A report from the USA says that it is no surprise that interactive advertising is growing, but there may be some shock over the numbers.
The amount of money being set aside for interactive marketing will surge faster than many marketers have expected — hitting $US61 billion by 2012, says Forrester Research Inc.
“Interactive advertising covers such things as display ads, search engine marketing, in-game advertising, e-mail marketing and mobile marketing,” says the Boston Business Journal.
The industry will boom from $US18.4 billion in 2007 to more than $US61.3 billion in 2012, the Forrester report projects.
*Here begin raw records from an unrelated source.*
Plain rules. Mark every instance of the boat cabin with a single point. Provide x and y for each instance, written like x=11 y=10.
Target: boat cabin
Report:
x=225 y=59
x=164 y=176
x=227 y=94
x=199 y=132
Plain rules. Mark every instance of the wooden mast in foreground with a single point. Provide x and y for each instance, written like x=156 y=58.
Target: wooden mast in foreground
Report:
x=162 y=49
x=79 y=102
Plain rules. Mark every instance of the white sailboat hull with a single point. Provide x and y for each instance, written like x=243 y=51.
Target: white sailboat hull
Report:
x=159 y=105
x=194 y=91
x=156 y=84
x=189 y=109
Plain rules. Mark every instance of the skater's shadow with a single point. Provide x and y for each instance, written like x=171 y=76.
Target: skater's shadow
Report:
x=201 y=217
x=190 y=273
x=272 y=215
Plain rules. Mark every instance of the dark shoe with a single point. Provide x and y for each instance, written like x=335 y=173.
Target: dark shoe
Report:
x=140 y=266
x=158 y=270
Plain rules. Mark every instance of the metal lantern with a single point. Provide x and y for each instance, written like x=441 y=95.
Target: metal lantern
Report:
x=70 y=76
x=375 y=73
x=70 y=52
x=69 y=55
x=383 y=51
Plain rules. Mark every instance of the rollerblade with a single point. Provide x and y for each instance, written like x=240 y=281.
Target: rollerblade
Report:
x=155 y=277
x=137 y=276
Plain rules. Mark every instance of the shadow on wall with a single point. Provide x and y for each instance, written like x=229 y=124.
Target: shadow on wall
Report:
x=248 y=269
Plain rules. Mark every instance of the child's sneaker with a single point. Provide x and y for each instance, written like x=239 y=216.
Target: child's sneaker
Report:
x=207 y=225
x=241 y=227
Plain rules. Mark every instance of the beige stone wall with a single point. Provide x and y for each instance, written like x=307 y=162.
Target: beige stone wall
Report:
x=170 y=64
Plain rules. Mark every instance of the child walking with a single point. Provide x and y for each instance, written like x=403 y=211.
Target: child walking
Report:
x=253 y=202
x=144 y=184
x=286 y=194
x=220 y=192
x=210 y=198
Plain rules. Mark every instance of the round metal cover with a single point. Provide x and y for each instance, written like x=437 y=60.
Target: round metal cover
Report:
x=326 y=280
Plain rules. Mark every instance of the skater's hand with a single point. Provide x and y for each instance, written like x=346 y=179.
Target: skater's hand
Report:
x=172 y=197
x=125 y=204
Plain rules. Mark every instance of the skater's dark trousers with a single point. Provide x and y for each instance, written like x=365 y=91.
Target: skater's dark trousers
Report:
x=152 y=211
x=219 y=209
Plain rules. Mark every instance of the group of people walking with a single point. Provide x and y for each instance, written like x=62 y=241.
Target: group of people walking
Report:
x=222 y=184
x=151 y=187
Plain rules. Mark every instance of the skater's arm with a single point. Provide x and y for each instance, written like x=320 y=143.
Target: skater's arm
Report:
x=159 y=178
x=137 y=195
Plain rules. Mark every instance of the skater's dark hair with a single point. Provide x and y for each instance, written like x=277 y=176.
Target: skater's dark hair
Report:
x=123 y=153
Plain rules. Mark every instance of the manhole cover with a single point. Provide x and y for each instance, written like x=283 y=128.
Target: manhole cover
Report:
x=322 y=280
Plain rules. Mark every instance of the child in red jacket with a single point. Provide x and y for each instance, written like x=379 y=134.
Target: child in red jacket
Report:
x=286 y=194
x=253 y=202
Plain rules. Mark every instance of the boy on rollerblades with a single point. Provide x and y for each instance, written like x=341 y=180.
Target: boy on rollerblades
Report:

In all, interactive marketing will come to represent 18% of all advertising, up from the current 8%, decreasing the percentage spent on traditional advertising.
“Right now is just a time when marketers have accepted that interactive is legitimate and here to stay,” said Shar VonBoskirk, a principal analyst at Forrester and author of the report.
“Marketers have finally gotten to the place where they’re better at distributing (ad) dollars across the channels their customers are using,” she added.
That’s good news for the Internet’s power players, such as Google Inc. and Microsoft, and even for some of the fledgling startups making early moves into the space, says the newspaper.
But it’s not necessarily great for the traditional advertising models like television.
“Television will still be the largest line item on the ad budget,” Ms VonBoskirk said, but though it may stay on top, TV will see its percentage of overall ad spending erode as marketers make room for the interactive space, she added.